‘For the past decade and a half, if you spotted a poster offering a flashy-looking opera or ballet with an eastern European cast, in lavishly traditional costumes, with a real horse or a bare-breasted chorus… it’s probably her show.”

This is The Scotsman’s description of an Ellen Kent production, written in 2009 when she decided to “step back” (her words) from an “endless round of touring”.

But now she’s back, and we meet in the suitably stage-set ambience of the Savoy Hotel in London.

How, I ask, did her interest in big-scale, spectacular opera begin?

“I was born in the 1950s in India: my mother was a great Bollywood movies fan, and my father was British High Commissioner in Bombay. Everything around me was big, and I always liked that.

“Then we moved to Spain, and my mother, who was also a great opera fan, used to drag me off to Malaga to see ghastly travelling opera companies. She used to tempt me by taking me to a restaurant before the show. So it’s all there in my make-up.”

Ellen became an actress, and then, with her ex- husband, began touring national-level children’s theatre companies.

“At the same time I was touring seven French actors and 50 live goldfish in an environmental play from Lille. The fish kept dying off — this was supposed to be an environmental play, and there we were flushing these poor fish down the loo.

“At this point, in 1992, Rochester Council in Kent came trotting up to me and said: ‘Every summer we do this big festival, would you be able to give us some foreign stuff for Castle Gardens? It must be foreign, because we want to link with the Channel Tunnel when it opens’.

“Ideas swirl round my dyslexic brain, and I found myself saying: ‘What about an outdoor opera?’ I didn’t know anything about putting on opera — I was an ex-actress! So I got in touch with a lady called Carrie Middleton, who was ex-Welsh National Opera. She told me about the whole infrastructure, everything. Then I rang an Austrian promoter out of the blue, whose name I’d seen on a poster, and asked him about finding a big opera, but not one that would cost an arm and a leg.”
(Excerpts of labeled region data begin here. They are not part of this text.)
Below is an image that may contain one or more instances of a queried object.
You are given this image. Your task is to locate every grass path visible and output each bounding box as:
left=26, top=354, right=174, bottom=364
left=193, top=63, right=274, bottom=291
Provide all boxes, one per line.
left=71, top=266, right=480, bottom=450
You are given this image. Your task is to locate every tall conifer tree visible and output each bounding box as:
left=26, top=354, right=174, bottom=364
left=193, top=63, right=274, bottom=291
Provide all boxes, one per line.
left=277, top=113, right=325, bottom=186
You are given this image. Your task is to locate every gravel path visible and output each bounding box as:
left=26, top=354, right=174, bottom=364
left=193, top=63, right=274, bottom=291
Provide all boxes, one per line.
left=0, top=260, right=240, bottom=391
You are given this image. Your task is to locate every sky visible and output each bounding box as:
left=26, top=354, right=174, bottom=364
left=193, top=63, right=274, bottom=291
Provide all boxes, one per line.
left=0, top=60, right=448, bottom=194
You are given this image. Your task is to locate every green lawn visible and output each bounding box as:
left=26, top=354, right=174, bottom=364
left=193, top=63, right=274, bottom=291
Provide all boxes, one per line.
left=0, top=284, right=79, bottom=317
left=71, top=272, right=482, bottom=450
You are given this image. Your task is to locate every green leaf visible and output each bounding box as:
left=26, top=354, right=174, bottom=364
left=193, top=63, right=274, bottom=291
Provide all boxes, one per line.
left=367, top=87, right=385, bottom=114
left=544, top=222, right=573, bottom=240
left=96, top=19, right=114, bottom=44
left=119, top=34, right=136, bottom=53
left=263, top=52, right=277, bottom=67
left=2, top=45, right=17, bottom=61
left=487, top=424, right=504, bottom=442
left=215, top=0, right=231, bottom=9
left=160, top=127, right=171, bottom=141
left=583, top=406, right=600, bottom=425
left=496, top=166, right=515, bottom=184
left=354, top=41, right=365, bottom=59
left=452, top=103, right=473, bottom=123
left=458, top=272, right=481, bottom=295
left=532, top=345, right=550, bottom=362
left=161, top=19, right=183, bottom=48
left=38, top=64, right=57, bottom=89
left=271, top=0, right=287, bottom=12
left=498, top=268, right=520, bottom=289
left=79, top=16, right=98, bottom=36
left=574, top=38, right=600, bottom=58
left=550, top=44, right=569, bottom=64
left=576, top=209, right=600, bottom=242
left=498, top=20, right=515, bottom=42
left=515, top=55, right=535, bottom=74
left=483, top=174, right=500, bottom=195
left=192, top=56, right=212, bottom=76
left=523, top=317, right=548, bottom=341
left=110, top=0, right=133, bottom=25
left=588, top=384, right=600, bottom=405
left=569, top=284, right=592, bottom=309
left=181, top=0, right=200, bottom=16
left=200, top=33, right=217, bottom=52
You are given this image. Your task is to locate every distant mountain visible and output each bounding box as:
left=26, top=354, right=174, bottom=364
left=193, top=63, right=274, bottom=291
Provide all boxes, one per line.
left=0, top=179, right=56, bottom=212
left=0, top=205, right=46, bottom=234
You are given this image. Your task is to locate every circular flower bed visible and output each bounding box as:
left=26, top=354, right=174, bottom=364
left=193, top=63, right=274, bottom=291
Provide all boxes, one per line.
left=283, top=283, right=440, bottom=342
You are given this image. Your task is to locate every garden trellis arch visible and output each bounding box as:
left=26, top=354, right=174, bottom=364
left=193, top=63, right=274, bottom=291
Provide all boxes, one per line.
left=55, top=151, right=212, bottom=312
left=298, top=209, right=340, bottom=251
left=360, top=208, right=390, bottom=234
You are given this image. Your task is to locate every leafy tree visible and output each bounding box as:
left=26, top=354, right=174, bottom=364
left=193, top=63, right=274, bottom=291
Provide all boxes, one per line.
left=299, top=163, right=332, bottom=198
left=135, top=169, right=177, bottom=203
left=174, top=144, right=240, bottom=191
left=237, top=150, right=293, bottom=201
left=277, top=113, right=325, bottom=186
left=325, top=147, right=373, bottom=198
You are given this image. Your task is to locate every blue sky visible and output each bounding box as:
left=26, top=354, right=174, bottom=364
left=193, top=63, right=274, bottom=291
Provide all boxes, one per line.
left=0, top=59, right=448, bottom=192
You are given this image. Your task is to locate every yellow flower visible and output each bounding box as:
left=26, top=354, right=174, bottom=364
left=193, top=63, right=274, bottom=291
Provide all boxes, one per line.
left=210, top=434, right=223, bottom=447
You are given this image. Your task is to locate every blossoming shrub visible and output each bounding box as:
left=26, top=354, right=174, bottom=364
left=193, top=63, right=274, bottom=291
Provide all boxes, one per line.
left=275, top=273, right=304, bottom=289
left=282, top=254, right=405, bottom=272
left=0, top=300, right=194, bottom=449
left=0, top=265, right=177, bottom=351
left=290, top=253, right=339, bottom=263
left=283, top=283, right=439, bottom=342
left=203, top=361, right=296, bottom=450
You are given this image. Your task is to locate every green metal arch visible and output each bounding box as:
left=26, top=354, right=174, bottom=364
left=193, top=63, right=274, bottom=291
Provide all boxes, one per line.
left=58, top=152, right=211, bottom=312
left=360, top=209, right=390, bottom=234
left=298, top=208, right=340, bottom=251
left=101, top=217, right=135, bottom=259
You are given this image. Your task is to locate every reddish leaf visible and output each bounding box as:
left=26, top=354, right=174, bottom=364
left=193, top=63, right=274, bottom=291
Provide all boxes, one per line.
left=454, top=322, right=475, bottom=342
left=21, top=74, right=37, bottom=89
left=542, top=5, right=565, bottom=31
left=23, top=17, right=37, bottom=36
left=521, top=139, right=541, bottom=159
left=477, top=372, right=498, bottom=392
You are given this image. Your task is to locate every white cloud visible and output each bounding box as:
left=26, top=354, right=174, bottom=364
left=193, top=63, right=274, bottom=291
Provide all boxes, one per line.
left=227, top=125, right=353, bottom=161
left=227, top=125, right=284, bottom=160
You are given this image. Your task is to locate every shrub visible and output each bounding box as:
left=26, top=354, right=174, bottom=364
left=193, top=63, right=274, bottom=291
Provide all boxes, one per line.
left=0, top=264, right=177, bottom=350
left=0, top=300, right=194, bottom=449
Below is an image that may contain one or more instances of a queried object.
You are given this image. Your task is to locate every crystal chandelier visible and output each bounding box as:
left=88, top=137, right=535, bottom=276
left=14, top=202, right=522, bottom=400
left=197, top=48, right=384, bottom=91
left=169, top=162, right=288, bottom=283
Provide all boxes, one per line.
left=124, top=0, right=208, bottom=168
So a relationship was forged with the Romanian National Opera, and their production of Verdi’s Nabucco was proposed.

“It involved all sorts of shenanigans, and staying in the president’s summer palace,” Ellen gleefully reveals. “Finally, 200 people and all the costumes and scenery rolled up at Manston Airport in Kent. Welsh National Opera lent me their trucks — they were fantastic to me. I thought: ‘What have I done?’ But the thing was a sell-out, and the cast got ten-minute standing ovations.”

Ellen was duly hooked by opera’s “emotional plethora of big feelings to die for”. But after 15 years of touring big-scale opera and ballet, she decided it was time to take stock. “I was 60 years old, it was something of a kneejerk reaction. Now I’ve worked on a new slimmer template to fit these recessionary times, but still come up with a result.”

And, the irrepressible Ellen promises, there will still be horses and Afghan hounds — perhaps even the occasional goldfish.

“I assure you that all the things I love will appear on stage at least one more time. Watch this space.”